Clinton friend and ex-senior Justice Department official Webster Hubbell reached a plea-bargain with independent counsel Kenneth Starr in his perjury and tax-evasion case. Hubbell will serve no additional jail time for pleading guilty to one felony count of lying about his role in an Arkansas land-development scheme and to one misdemeanor count in the tax matter, sources close to the case said.
A jury in Miami was to begin deliberations in a $200 billion lawsuit against the US's largest cigarette producers and two trade groups. The class-action suit was filed on behalf of a half-million Florida smokers who became ill and want to hold the tobacco industry responsible for their health problems. In eight months of testimony, the industry contended the plaintiffs should have known the risks involved and were responsible for their own decisions to smoke.
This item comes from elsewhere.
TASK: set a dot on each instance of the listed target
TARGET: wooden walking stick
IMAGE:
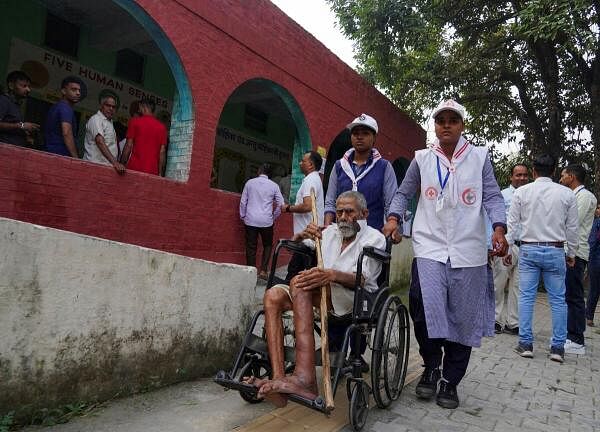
(327, 390)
George W. Bush has three times the support of his nearest rival for the 2000 Republican presidential nomination among Iowans, a new poll showed. A statewide survey by the Des Moines Register said the Texas governor leads Elizabeth Dole by 40 percent to 13 percent. Iowa's bellwether caucuses are tentatively scheduled for Feb. 7.
Five of the six US embassies in Africa that were closed late last week for security reasons have reopened, the State Department said. But the sixth, in Madagascar, remained closed. The others are in Gambia, Togo, Liberia, Namibia, and Senagal.
Mankind is "playing Russian roulette" with the oceans via underwater noise generated by supertankers, military sonar, and other sources, a new study warns. The Natural Resources Defense Council called the phenomenon "an acoustics traffic jam" that in places affects the migration routes and breeding patterns of sea creatures. The study urges stiff new regulations to protect aquatic life.